Xingu é o trabalho de maior peso na filmografia de Cao Hamburguer até o momento, o que prova a evolução constante do cineasta, que já havia apresentado maturidade ao lidar com temas nacionais recorrentes sem cair no clichê em O Ano em que Meus Pais Saíram de Férias (idem, 2006). Não apenas um trabalho compromissado com fatos históricos de grande relevância para nossa história, não apenas uma boa aventura tupiniquim, não apenas um belo estudo de personagens reais, não apenas uma técnica primorosa e uma direção de arte caprichada, não apenas um elenco afiadíssimo – Xingu é um filme-documento que promove os ideais dos maiores sertanistas brasileiros e conscientiza o público da importância do índio dentro da realidade coletiva de nosso país. Afinal, é dentro daquelas matas e no meio daquele ambiente selvagem que se encontra o verdadeiro Brasil.

Comentários (3)

Adriano Augusto dos Santos | domingo, 15 de Abril de 2012 - 09:02

Já fiquei feliz com uma frase: "Não é documental" !
Isso engrandece as historias baseadas em fatos.

Angelão | domingo, 15 de Abril de 2012 - 10:19

Excelente crítica de Heitor, como de costume. É muito bom ver o nosso cinema explorando temas tão valiosos para nossa cultura. Vou conferir com certeza.

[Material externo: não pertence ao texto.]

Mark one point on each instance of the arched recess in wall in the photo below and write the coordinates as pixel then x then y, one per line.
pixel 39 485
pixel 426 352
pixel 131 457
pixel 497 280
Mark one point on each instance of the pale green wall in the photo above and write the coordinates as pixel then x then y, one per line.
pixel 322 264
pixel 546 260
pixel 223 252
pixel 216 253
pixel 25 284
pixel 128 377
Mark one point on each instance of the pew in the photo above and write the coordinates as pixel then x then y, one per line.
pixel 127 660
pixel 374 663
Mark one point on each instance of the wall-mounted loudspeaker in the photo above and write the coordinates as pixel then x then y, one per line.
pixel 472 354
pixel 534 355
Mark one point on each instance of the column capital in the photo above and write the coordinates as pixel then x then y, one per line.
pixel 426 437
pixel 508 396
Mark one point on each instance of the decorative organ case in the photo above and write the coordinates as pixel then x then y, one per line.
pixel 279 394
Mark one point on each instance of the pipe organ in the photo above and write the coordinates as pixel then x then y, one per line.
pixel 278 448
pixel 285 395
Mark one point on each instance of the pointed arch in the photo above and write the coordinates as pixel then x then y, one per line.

Adriano Augusto dos Santos | domingo, 24 de Março de 2013 - 09:14

Discordo bastante ! Foi uma decepção grande pra mim.

Filme vazio,sem explorar nada.Nem define personagens,personalidades.
Não há desenvolvimento,prologo,em nenhuma sequencia.
São cenas sem inspiração,tirando umas 3 ou 4 é tudo descartável.


Vale mesmo é o resgate do nome dos Villas-Boas.